According to our attorney, HB 4612 may likely die and at the least, is headed for compromise. The clear bi-partisan opposition to the bill, and outcry from auto accident victims and medical providers – and even fiscally conservative Republicans – is what’s driving the split.

Based on the number of “no” votes tallied when the bill was voted out of committee, the bill may is likely to “… lie on the floor for the rest of the term:”

“[The legislation] is such an overreach; there is nothing in the bill to negotiate.
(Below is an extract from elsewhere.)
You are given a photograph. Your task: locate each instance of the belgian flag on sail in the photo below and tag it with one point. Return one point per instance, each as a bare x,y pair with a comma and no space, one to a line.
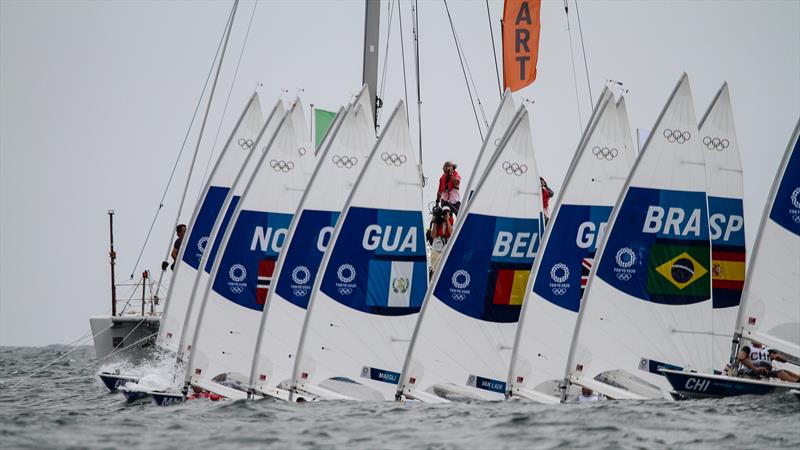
506,290
678,272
The only things that could survive [are] some kind of cap and some kind of balanced fraud program — it would have to be balanced and must address fraud by the public but also must address fraud by the [insurance] industry.”

Here is the full story in Michigan Lawyers Weekly.

As to the Insurance Institute of Michigan Executive Director Pete Kuhnmuench’s claim in the article that once the $1 million cap is reached, there is still private insurance or Medicaid…why should this be shifted to taxpayers?

Why should the insurance companies that sell auto insurance in Michigan and who are already some of the most profitable in the entire nation, be allowed to explode profit margins by shifting the costs of unprofitable claims to you and I as taxpayers, when we already are paid a premium to insure against this, and the auto insurance companies, in the words of one former state insurance commissioner, are “extremely profitable?”

Michigan No Fault auto insurance has worked incredibly well for nearly 40 years.  It provides tremendous value to Michigan drivers.

Also, Kuhnmuench made the ridiculous and insulting assumption that if there is  $1 million cap, accident victims will be more frugal with the amount of money they spend on necessary medical care.

Pete, if someone you love suffered a spinal cord injury, would you want to be counting pennies and rationing rehabilitation?  If you were paralyzed, would you say, I think I will take a pass on rehabilitation to help me to walk…I’d rather stay in my wheelchair because I am too close to my cap amount?

Or would you do everything possible to get the best you can for those you love?

This kind of disregard for auto accident victims and what is in the best interests of Michigan taxpayers – not its insurance companies – seems to be what’s causing HB 4612 to struggle.

HB 4612 should be left to die on the floor of the Michigan Legislature.